Troisièmement, l’auteur ajoute un flashback particulièrement important : Thomas Wayne avait sauvé la vie d’un homme qui battait régulièrement sa femme. Lors d’un accident de voiture, la compagne enceinte s’en sort miraculeusement et le bébé aussi. Martha Wayne décide d’aider la jeune mère et le nouveau né en les éloignant du mari ; ce dernier s’avérant être… Joe Chill ! L’on vient donc à deux points cruciaux de la fiction. Tom Taylor va se servir de cette circonstance pour la relier à l’investigation de Batman dans le présent (cette sombre histoire de jeunesse éternelle) et, encore une fois, il ne faut pas être sorti de St. Cyr pour y déceler « qui est qui » et quel a été/est/sera le cheminement global de tout cela (indice : Bruce connaît [et a une liaison éphémère] avec une femme nommée Sasha MARTHA Scott et on vient de dire que MARTHA Wayne avait impacté l’avenir d’un bébé… on se demande vraiment qui ça peut bien être dis donc !).

Est-ce grave ? Franchement non. Ce n’est pas la première fois qu’une bande dessinée (ou œuvre en général – film, série, roman…) reste efficace malgré son déroulement et dénouement ultra prévisible (bien aidé par ses dessins, on en parle plus loin). Mais… in fine, c’est autre chose qui est très clivant ici (le fameux second point crucial). En réécrivant les origines et le passé de l’homme chauve-souris (la continuité rétroactive – retcon), Tom Taylor chamboule près de neuf décennies de chronologie et d’histoire « officielle ». En effet – vous l’aurez probablement compris – le père de Bruce a donc sauvé la vie de… son futur meurtrier ! Coup de génie ou foutage de gueule ? Difficile de trancher, d’autant que de nouveaux questionnements découlent de cela : et si Chill s’était vengé ? Et si l’assassinat était prémédité ? Le scénariste balaie vite la question, sans oser franchir une certaine ligne rouge. Certains vont trouver ça honteux, d’autres audacieux.

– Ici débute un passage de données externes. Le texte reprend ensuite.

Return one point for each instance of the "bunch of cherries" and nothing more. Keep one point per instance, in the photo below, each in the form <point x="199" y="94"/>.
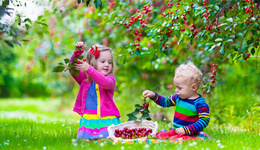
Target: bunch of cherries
<point x="143" y="106"/>
<point x="79" y="50"/>
<point x="127" y="133"/>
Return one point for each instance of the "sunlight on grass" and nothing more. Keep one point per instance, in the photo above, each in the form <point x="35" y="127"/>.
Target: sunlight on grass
<point x="44" y="127"/>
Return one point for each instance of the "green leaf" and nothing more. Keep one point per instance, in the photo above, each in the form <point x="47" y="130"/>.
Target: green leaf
<point x="87" y="3"/>
<point x="136" y="112"/>
<point x="240" y="34"/>
<point x="58" y="69"/>
<point x="230" y="19"/>
<point x="40" y="17"/>
<point x="81" y="57"/>
<point x="66" y="60"/>
<point x="131" y="117"/>
<point x="254" y="32"/>
<point x="9" y="43"/>
<point x="216" y="8"/>
<point x="221" y="50"/>
<point x="229" y="40"/>
<point x="145" y="115"/>
<point x="218" y="39"/>
<point x="253" y="51"/>
<point x="74" y="59"/>
<point x="212" y="48"/>
<point x="27" y="19"/>
<point x="71" y="65"/>
<point x="27" y="26"/>
<point x="137" y="106"/>
<point x="42" y="23"/>
<point x="98" y="3"/>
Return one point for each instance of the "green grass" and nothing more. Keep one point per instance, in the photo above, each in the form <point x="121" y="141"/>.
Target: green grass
<point x="37" y="124"/>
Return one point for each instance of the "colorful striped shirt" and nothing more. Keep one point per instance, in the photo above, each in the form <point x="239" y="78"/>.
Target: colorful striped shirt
<point x="192" y="115"/>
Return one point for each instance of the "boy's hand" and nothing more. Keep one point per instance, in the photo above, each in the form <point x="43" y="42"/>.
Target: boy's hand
<point x="82" y="65"/>
<point x="149" y="94"/>
<point x="180" y="131"/>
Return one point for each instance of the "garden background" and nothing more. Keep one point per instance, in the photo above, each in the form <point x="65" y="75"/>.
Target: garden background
<point x="149" y="39"/>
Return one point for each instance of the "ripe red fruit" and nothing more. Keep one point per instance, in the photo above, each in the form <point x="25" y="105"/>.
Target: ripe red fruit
<point x="215" y="72"/>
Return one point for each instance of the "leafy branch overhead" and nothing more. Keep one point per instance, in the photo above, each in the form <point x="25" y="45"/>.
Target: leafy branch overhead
<point x="140" y="110"/>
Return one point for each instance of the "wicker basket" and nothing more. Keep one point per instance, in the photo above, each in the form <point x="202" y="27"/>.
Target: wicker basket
<point x="131" y="125"/>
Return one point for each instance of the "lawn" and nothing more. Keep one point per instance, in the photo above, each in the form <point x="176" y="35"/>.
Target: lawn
<point x="42" y="124"/>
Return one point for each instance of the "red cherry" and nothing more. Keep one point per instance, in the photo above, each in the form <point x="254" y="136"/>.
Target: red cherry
<point x="215" y="72"/>
<point x="212" y="81"/>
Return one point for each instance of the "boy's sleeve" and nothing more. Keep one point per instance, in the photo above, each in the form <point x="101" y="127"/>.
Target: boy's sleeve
<point x="107" y="82"/>
<point x="81" y="75"/>
<point x="202" y="122"/>
<point x="165" y="101"/>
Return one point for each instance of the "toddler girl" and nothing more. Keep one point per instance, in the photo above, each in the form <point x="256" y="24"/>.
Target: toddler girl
<point x="94" y="102"/>
<point x="192" y="112"/>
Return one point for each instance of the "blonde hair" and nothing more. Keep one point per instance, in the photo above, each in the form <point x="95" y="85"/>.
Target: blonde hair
<point x="90" y="58"/>
<point x="189" y="71"/>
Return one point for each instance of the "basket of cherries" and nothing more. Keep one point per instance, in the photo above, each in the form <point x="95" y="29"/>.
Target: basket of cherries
<point x="136" y="128"/>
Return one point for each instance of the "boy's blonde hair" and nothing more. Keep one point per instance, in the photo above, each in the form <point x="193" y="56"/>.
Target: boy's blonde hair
<point x="190" y="72"/>
<point x="90" y="58"/>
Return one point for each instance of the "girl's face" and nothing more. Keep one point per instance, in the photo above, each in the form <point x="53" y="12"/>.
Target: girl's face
<point x="183" y="87"/>
<point x="104" y="62"/>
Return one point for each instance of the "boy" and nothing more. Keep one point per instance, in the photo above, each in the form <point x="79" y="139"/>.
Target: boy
<point x="192" y="112"/>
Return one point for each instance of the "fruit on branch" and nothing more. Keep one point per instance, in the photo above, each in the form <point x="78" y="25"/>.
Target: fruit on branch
<point x="133" y="133"/>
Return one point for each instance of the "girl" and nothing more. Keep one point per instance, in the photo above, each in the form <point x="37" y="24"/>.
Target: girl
<point x="94" y="101"/>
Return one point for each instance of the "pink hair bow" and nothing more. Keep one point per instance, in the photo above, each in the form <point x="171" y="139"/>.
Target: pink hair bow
<point x="94" y="52"/>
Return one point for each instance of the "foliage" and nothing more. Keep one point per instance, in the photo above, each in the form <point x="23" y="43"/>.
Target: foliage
<point x="42" y="127"/>
<point x="140" y="109"/>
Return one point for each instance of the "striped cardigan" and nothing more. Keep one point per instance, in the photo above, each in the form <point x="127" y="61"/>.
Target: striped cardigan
<point x="192" y="115"/>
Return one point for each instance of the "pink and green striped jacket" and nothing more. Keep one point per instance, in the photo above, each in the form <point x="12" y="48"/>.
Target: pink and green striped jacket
<point x="192" y="115"/>
<point x="106" y="88"/>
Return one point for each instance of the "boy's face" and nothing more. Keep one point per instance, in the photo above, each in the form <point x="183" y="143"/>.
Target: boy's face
<point x="183" y="87"/>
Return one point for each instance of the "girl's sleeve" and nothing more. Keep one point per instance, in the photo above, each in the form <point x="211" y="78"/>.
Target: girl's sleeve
<point x="165" y="101"/>
<point x="107" y="82"/>
<point x="203" y="121"/>
<point x="82" y="76"/>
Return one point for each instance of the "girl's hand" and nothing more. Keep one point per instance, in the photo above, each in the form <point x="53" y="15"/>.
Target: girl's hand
<point x="82" y="66"/>
<point x="180" y="131"/>
<point x="79" y="44"/>
<point x="149" y="94"/>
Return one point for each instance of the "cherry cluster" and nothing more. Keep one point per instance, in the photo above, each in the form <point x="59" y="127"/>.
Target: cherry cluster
<point x="79" y="50"/>
<point x="128" y="133"/>
<point x="139" y="16"/>
<point x="143" y="106"/>
<point x="214" y="73"/>
<point x="247" y="56"/>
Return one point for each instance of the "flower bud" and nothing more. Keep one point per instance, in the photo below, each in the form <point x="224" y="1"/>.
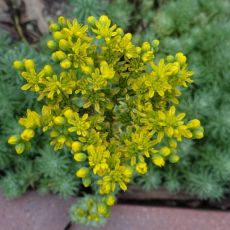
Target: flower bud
<point x="110" y="200"/>
<point x="82" y="172"/>
<point x="195" y="123"/>
<point x="159" y="161"/>
<point x="120" y="31"/>
<point x="65" y="64"/>
<point x="54" y="27"/>
<point x="91" y="20"/>
<point x="59" y="120"/>
<point x="76" y="146"/>
<point x="52" y="44"/>
<point x="63" y="44"/>
<point x="180" y="57"/>
<point x="174" y="158"/>
<point x="165" y="151"/>
<point x="20" y="148"/>
<point x="80" y="157"/>
<point x="18" y="65"/>
<point x="62" y="21"/>
<point x="13" y="140"/>
<point x="86" y="181"/>
<point x="29" y="64"/>
<point x="58" y="35"/>
<point x="102" y="209"/>
<point x="155" y="43"/>
<point x="68" y="113"/>
<point x="141" y="167"/>
<point x="146" y="46"/>
<point x="27" y="134"/>
<point x="172" y="143"/>
<point x="48" y="70"/>
<point x="198" y="133"/>
<point x="58" y="55"/>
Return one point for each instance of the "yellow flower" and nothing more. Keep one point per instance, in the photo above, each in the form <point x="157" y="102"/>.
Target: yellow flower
<point x="159" y="161"/>
<point x="20" y="148"/>
<point x="142" y="167"/>
<point x="76" y="146"/>
<point x="80" y="157"/>
<point x="27" y="134"/>
<point x="80" y="125"/>
<point x="110" y="200"/>
<point x="82" y="172"/>
<point x="32" y="120"/>
<point x="98" y="159"/>
<point x="12" y="140"/>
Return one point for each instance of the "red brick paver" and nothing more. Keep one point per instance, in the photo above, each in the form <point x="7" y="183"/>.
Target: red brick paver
<point x="34" y="212"/>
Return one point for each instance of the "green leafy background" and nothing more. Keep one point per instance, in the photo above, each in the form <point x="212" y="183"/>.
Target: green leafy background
<point x="200" y="29"/>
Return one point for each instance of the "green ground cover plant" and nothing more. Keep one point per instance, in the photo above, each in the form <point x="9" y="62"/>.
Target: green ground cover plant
<point x="201" y="33"/>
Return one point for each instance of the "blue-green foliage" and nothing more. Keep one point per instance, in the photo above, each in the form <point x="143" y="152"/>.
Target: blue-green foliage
<point x="200" y="29"/>
<point x="40" y="168"/>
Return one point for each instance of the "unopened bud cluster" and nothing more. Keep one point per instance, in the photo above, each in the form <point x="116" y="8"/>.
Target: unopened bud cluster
<point x="111" y="103"/>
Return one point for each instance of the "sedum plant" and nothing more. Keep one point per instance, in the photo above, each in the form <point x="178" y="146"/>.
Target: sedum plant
<point x="111" y="105"/>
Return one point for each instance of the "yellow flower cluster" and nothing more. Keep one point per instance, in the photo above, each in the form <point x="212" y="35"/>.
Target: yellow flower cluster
<point x="111" y="103"/>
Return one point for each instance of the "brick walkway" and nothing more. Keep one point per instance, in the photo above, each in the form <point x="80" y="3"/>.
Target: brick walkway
<point x="34" y="212"/>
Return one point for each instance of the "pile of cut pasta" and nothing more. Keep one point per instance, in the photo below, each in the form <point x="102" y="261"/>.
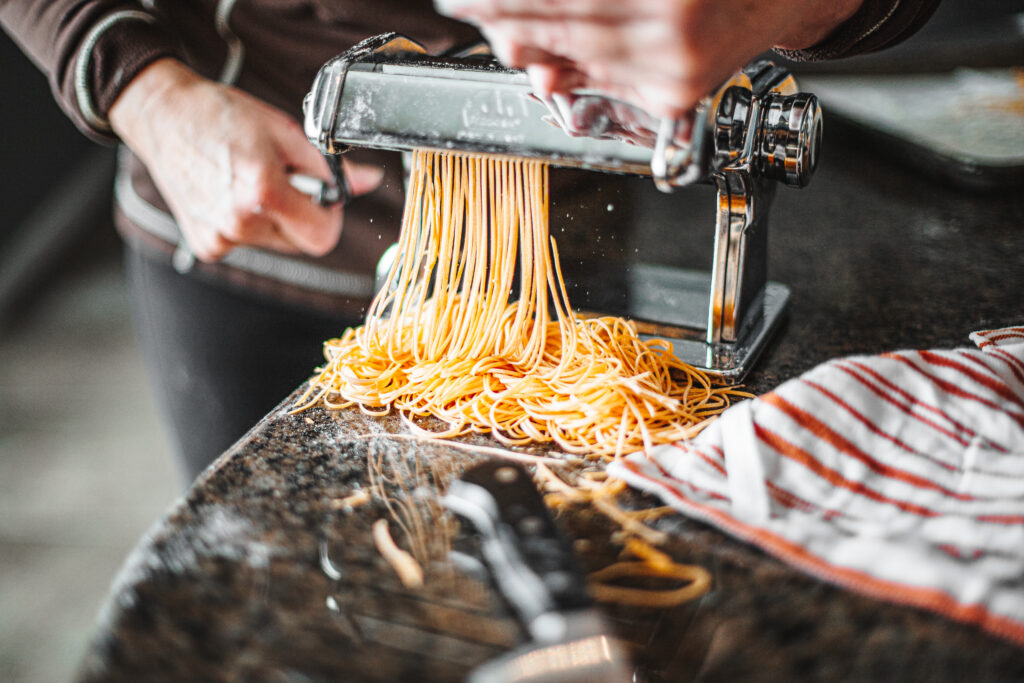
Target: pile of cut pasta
<point x="475" y="328"/>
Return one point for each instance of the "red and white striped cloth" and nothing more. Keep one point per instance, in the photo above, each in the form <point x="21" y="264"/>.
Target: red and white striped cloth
<point x="900" y="476"/>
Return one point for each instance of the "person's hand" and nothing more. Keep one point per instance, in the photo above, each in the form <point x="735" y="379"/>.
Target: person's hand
<point x="663" y="55"/>
<point x="222" y="159"/>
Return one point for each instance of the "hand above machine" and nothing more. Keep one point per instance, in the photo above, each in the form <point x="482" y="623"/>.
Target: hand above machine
<point x="222" y="160"/>
<point x="662" y="55"/>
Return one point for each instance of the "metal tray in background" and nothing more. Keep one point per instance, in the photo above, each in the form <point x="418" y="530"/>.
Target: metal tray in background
<point x="966" y="126"/>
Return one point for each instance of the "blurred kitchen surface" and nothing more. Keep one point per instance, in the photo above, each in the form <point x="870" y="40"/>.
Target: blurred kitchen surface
<point x="85" y="466"/>
<point x="84" y="463"/>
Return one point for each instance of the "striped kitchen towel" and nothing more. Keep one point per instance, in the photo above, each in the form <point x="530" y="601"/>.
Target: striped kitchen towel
<point x="900" y="476"/>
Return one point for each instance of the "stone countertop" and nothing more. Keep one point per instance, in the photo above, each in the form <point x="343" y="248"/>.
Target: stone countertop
<point x="257" y="573"/>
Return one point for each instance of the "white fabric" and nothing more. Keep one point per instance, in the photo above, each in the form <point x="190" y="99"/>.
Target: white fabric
<point x="899" y="475"/>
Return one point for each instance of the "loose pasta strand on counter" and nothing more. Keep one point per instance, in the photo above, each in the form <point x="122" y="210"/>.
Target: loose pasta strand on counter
<point x="450" y="338"/>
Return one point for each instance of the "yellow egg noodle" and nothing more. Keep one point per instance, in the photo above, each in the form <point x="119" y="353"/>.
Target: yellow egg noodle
<point x="449" y="337"/>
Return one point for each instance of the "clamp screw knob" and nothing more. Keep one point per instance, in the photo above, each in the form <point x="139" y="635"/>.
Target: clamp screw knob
<point x="791" y="137"/>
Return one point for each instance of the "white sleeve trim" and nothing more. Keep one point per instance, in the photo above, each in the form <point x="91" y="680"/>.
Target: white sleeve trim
<point x="86" y="102"/>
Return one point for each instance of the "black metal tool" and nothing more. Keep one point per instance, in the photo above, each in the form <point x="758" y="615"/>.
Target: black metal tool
<point x="534" y="568"/>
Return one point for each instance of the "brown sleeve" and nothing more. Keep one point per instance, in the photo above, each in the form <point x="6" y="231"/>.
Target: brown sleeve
<point x="89" y="50"/>
<point x="878" y="25"/>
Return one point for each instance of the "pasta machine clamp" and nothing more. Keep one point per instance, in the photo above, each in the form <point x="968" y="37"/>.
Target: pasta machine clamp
<point x="755" y="132"/>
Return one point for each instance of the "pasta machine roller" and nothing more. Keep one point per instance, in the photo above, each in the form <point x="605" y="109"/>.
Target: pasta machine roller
<point x="757" y="130"/>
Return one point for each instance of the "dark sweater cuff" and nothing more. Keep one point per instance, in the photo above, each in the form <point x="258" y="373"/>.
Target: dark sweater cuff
<point x="878" y="25"/>
<point x="112" y="54"/>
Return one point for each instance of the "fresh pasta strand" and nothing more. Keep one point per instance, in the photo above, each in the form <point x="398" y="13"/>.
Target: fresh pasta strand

Difficile (à chaud, quelques heures après la lecture), si l’on apprécie ce pari risqué ou non. Peut-être qu’il trouvera un autre écho dans les prochains tomes d’ailleurs ? Pour l’instant, on digère. Cela créé une « boucle » intéressante. Et c’est peut-être ça qui fait le piquant du texte : sortir d’une certaine zone de confort, au risque de trahir modestement un passif théoriquement indéboulonnable. Ce sera donc au fan/lecteur/novice de se faire son propre avis sur la question – non pas qu’on n’ose pas arbitrer sur ce site, mais cela requiert une certaine subjectivité difficilement applicable dans l’exercice critique. L’on pense aussi au très clivant Trois Jokers, qui ramenait également Joe Chill dans l’intrigue tout en réécrivant l’histoire (du et des Jokers donc) mais comme le comic book se situait plus ou moins en marge de la chronologie du Chevalier Noir, cela permettait de le considérer « à part », selon l’envie de son récepteur. Impossible ici vu le contexte (une publication dans la série historique Detective Comics).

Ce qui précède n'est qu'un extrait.